Für seine Ausstellung bei Krobath "klonte" Dominik Lang eine Skulptur seines Vaters Jirí Lang.


Foto: Rudolf Strobl

Es ist eine seltsame Vorstellung, dass ein Künstler die Arbeit seines Vaters kopiert – speziell wenn es sich um jene des Bildhauers Jirí Lang (1927-1996) handelt. Im Prag der späten 1950er-Jahre schuf er Skulpturen wie ein Mädchen mit der Taube. Figurativ und in Lebensgröße verfertigt, habe diese im Atelier des tschechischen Künstlers unter der Stiege "gewohnt", erinnert sich Dominik Lang. Geboren 1980, wuchs er in der von Skulpturen strotzenden Werkstatt des Vaters auf.

In seiner eigenen Arbeit ist die Auseinandersetzung mit dem Nachlass seines Vaters ein wichtiger Anknüpfungspunkt geworden. 2011 fiel er damit bei der 54. Biennale in Venedig auf. The Sleeping City hieß seine Installation im Pavillon der Tschechischen und der Slowakischen Republik, wo er die Werke seines Vaters in einem speziellen Display einer neuen Lesart zuführte. Der Kunsttheoretiker Karel Císar schrieb hiezu: "Das Ziel war weder die schiere Präsentation der abstrakt angehauchten figurativen Plastiken der kommunistischen 1950er-Jahre noch die Rekonstruktion des musealen Settings, in dem sie damals ausgestellt wurden. Vielmehr sollte sich das Publikum die Frage stellen, welche Umstände die Sichtbarkeit von Kunst überhaupt gewährleisten".

Kopien mit Eigenleben

Um Fragen der Wahrnehmung zu betonen, präsentierte Lang in Venedig in zwei Vitrinen Fragmente des Mädchens mit der Taube, die sich nur aus einem bestimmten Blickwinkel zu einem Ganzen zusammenfügten. In Wien zeigt er dieselbe Figur nun vollständig, aber nicht nur das: Er hat sie überdies vervielfältigt.

Letzteres führt dazu, dass man sich in den Räumen der Galerie Krobath wie auf einer Bühne fühlt, auf der ein absurdes Theaterstück gegeben wird. Schließlich sitzt die rekonstruierte Protagonistin nicht nur gleichzeitig an einem Tischchen und auf dem Boden. Sie lugt darüber hinaus noch verstohlen hinter der Ecke eines üblicherweise gar nicht zugänglichen Galerieraums hervor.

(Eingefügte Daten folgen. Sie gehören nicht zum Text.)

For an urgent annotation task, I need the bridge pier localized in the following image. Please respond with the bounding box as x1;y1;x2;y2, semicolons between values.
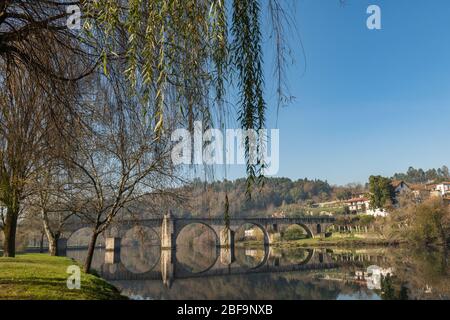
219;228;235;251
105;237;121;264
220;246;236;266
161;211;176;250
161;249;175;288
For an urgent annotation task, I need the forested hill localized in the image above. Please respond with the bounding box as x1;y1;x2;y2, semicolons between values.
392;166;450;183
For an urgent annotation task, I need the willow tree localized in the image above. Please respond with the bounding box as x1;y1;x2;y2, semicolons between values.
0;0;296;255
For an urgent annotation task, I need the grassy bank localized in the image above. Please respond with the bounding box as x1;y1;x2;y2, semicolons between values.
237;234;401;248
0;254;124;300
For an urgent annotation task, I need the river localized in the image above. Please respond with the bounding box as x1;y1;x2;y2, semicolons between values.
67;243;450;300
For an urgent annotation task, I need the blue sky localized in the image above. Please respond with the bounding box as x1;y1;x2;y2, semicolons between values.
218;0;450;184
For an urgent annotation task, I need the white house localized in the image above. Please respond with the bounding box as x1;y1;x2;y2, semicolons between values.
346;197;369;213
434;182;450;196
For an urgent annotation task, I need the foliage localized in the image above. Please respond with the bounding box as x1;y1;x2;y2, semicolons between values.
178;178;333;216
393;166;450;183
369;176;395;209
409;199;450;244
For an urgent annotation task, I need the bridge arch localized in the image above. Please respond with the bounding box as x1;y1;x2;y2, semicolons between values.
173;221;220;274
120;225;161;274
233;220;270;246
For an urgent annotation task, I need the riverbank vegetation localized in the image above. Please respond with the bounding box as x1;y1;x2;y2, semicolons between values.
0;254;125;300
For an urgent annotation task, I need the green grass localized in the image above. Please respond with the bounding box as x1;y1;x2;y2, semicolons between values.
0;254;125;300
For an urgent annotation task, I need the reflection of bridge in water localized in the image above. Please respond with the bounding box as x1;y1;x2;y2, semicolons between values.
101;246;339;286
86;247;384;287
58;213;335;256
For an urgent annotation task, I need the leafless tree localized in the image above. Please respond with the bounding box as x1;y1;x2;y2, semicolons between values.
66;74;181;271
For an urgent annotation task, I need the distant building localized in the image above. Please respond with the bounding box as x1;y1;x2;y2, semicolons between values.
346;197;387;217
410;184;431;202
244;229;255;237
345;197;369;214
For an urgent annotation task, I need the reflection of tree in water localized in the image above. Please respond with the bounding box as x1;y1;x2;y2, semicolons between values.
386;248;450;299
120;226;161;273
106;248;450;300
176;224;217;273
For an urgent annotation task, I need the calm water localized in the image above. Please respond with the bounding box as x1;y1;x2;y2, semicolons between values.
68;243;450;299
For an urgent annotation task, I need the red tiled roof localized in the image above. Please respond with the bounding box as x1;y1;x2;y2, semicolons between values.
345;197;369;202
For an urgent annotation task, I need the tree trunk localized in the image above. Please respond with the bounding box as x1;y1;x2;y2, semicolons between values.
42;210;60;256
47;235;58;256
39;232;45;253
3;208;19;257
84;230;98;273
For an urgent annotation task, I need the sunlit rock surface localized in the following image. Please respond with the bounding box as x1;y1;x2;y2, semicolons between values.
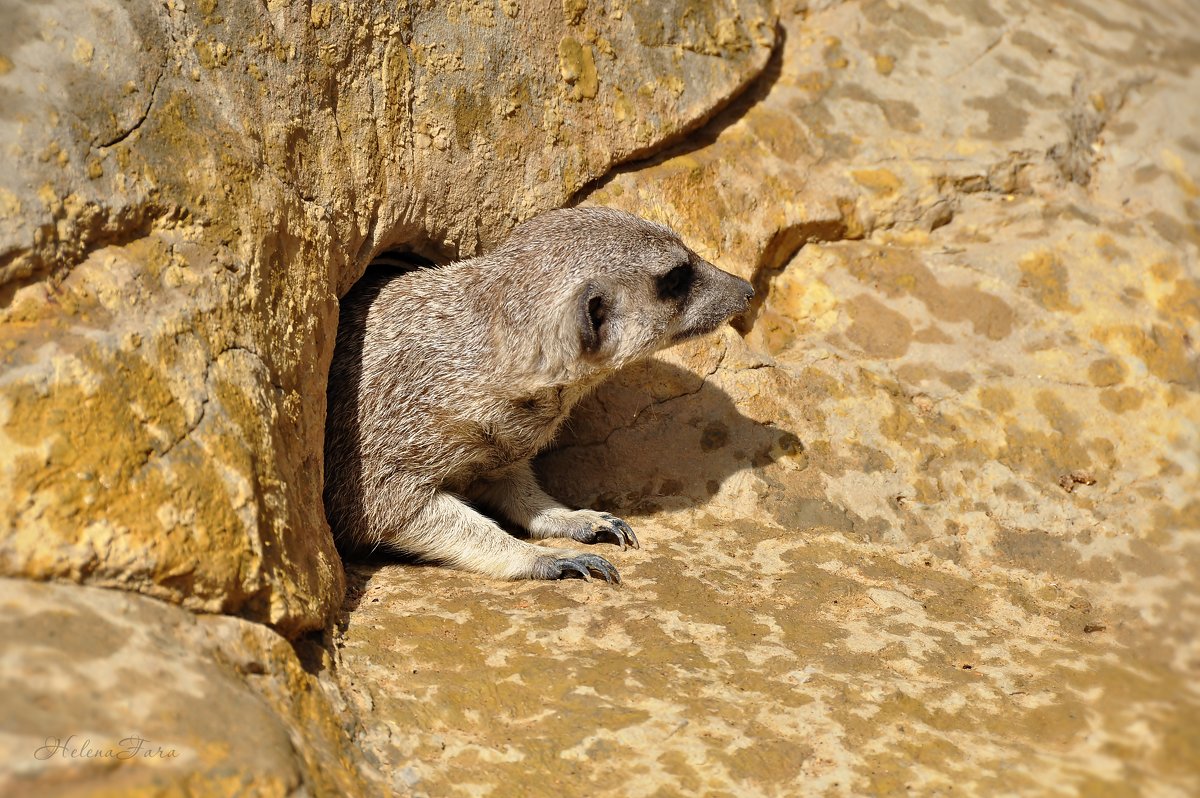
0;0;775;636
340;1;1200;797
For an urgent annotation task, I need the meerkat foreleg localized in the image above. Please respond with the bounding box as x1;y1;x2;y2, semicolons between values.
382;491;620;582
467;460;640;548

Während die Figur im Original des Vaters sitzend dargestellt ist, verlieh Dominik Lang den Kopien auch andere Körperhaltungen und Gesten. Eine davon hat einen tiefen Riss im Bauch, den Karel Císar im Pressetext als Folge eines "Zurechtbiegens" beschreibt. Die vom Künstler gewissermaßen "animierten" Klone sind so angeordnet, dass sie Betrachter immer weiter in die Galerieräumlichkeiten hineinführen. Eine dieser "Rekonstruktionen" durchstöbert die Bibliothek, eine weitere beobachtet Tauben. Das Original entdeckt man, wenn man den an Hänsel und Gretel erinnernden ausgelegten Brotkrumen folgt.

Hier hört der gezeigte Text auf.